Monday, 9 November 2009
Sesame Street: Subverting Capitalism Since 1969
Sesame Street was a post-modern experiment, conceived at inception as a parody of adult television, offering a knowing commentary on the conventions of the medium, then appropriating those conventions as educational tools.
By patterning the animated educational segments on TV commercials - the use of jingles, visual motifs, hip language, the repetition of snappy slogans, quick edits, entertaining characters - the Children's Television Workshop engaged in a subversion of the hard-sell techniques of consumer, capitalist culture. Sesame Street holds up a distorted circus-mirror to television, reflecting back a psychedelicised, rainbow-hued re-vision of the medium. The aim is to educate; the joke is at the expense of commercial television.
It is gentle satire, but satire nonetheless - very much a product of a late 60s. John & Yoko exploited the methods of Madison Avenue to 'sell' peace - Sesame Street exploited them to sell education. Monty Python & The Firesign Theatre ingested television whole and regurgitated a crazed version of it back into the mainstream with anarchic countercultural zeal -Sesame Street ingested television whole and regurgitated a day-glo, fuzzy-felt version of it back into the mainstream with the right-on zeal of progressive hippy educators.
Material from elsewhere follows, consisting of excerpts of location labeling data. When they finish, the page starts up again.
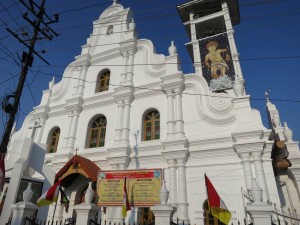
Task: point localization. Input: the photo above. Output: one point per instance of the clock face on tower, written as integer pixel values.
(216, 62)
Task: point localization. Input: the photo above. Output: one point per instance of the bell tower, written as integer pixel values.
(209, 25)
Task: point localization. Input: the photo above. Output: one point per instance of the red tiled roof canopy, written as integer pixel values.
(87, 168)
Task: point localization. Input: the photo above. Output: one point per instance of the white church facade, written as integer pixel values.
(122, 106)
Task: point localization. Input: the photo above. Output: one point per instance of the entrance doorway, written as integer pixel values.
(147, 216)
(209, 219)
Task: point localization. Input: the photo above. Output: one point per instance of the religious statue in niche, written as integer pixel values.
(217, 66)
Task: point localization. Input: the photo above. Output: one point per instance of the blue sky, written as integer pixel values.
(267, 39)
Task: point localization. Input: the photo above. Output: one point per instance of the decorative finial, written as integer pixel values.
(51, 83)
(76, 150)
(132, 24)
(267, 94)
(172, 49)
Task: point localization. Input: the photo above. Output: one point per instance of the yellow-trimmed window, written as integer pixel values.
(103, 81)
(53, 141)
(152, 126)
(97, 132)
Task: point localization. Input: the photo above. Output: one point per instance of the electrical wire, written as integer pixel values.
(161, 91)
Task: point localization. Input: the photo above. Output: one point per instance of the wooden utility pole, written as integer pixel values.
(27, 59)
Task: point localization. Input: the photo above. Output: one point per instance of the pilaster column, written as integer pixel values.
(70, 121)
(170, 122)
(79, 70)
(246, 162)
(124, 69)
(260, 174)
(42, 121)
(172, 181)
(115, 214)
(130, 66)
(73, 131)
(126, 121)
(230, 34)
(178, 114)
(195, 43)
(183, 214)
(82, 79)
(119, 121)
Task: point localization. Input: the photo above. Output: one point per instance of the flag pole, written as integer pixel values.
(54, 212)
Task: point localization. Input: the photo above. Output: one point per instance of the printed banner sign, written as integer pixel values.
(143, 187)
(216, 62)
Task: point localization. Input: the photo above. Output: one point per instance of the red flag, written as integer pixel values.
(217, 206)
(126, 206)
(2, 172)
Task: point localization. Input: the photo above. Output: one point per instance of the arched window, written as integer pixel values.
(103, 81)
(53, 141)
(209, 219)
(151, 126)
(147, 216)
(110, 29)
(97, 132)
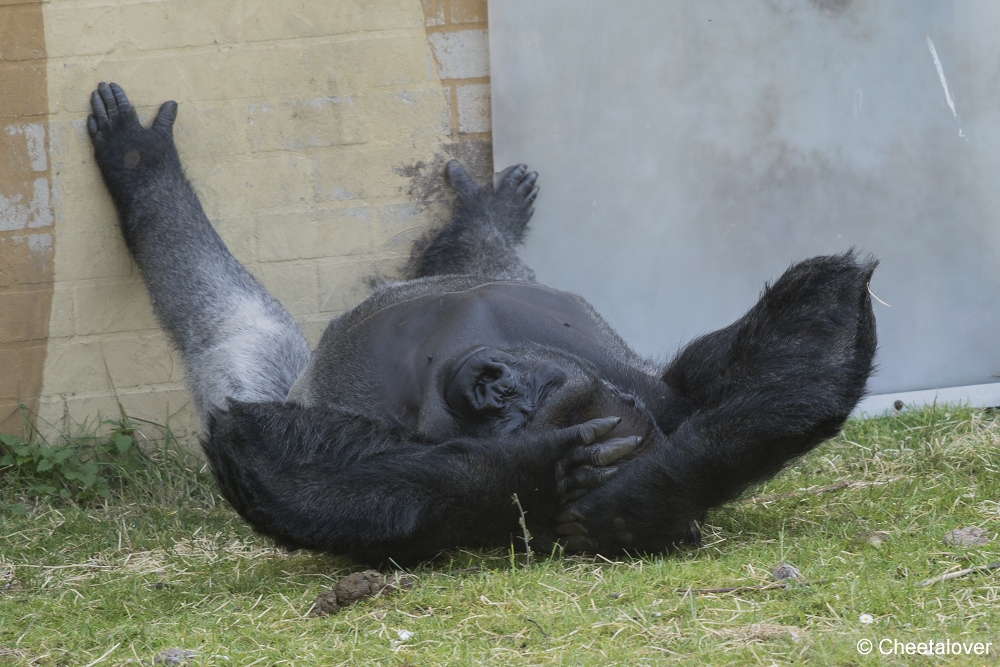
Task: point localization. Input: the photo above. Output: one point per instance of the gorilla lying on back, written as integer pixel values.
(424, 409)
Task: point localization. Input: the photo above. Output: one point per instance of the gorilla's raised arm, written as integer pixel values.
(762, 391)
(237, 341)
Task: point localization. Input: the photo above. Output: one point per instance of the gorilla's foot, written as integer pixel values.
(127, 153)
(508, 207)
(511, 203)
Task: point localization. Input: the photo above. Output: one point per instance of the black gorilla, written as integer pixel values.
(424, 409)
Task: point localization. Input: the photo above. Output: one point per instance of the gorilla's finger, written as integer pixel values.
(569, 515)
(590, 477)
(100, 111)
(166, 116)
(606, 452)
(571, 528)
(579, 543)
(570, 496)
(124, 106)
(461, 182)
(104, 90)
(511, 176)
(589, 432)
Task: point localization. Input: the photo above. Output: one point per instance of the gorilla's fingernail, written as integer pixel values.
(570, 529)
(580, 543)
(569, 516)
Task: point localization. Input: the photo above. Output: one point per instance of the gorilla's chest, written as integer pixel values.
(390, 360)
(408, 344)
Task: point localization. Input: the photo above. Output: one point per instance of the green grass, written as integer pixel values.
(165, 563)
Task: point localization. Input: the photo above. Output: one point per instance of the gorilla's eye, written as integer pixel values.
(482, 384)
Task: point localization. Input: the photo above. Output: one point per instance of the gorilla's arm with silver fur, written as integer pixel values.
(427, 407)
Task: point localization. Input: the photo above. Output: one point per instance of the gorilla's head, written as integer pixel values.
(485, 392)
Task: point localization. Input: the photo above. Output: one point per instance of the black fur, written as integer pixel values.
(426, 408)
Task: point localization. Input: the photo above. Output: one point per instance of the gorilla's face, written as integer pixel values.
(485, 392)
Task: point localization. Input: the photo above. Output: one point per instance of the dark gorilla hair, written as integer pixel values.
(426, 408)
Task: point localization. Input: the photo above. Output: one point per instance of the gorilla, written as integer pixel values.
(426, 408)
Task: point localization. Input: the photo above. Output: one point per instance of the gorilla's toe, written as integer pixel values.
(513, 198)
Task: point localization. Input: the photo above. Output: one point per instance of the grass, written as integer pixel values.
(165, 563)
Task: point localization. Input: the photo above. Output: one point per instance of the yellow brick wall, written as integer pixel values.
(313, 130)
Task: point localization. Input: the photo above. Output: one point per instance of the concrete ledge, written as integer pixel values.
(976, 395)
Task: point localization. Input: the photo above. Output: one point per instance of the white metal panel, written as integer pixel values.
(690, 150)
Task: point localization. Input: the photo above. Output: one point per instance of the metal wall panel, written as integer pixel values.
(690, 150)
Way back when, the Childrens Television Workshop could not have possibly envisioned Sesame Street becoming the global multi-billion dollar mega-industry it is today. I don't know if it has become 'part of the problem' or not, I'm not a socialist or an anti-capitalist myself, but I guess it has certainly become something different to the thing it once was. Episodes from early 70s have a loose, spontaneous vibe to them which is inevitably far less evident now. But while it continues to educate children in an entertaining and smart way, it would be churlish to regard Sesame Street as anything less than one of television's unqualified triumphs, a programme which is funny, fun, creative, and ultimately A Good Thing.
Here's my all-time favourite clip, a skit starring Cookie Monster (Who made the top 5 in my All-Time Fave TV Characters list on a post years ago) and the world's most beloved frog, Kermit. This clip is genuinely laugh-out loud funny, and appears to have absolutely no educational content whatsoever. An overused word, but what the hell: genius.
(I like to quote "Life not all guessing games, frog" every chance I get!)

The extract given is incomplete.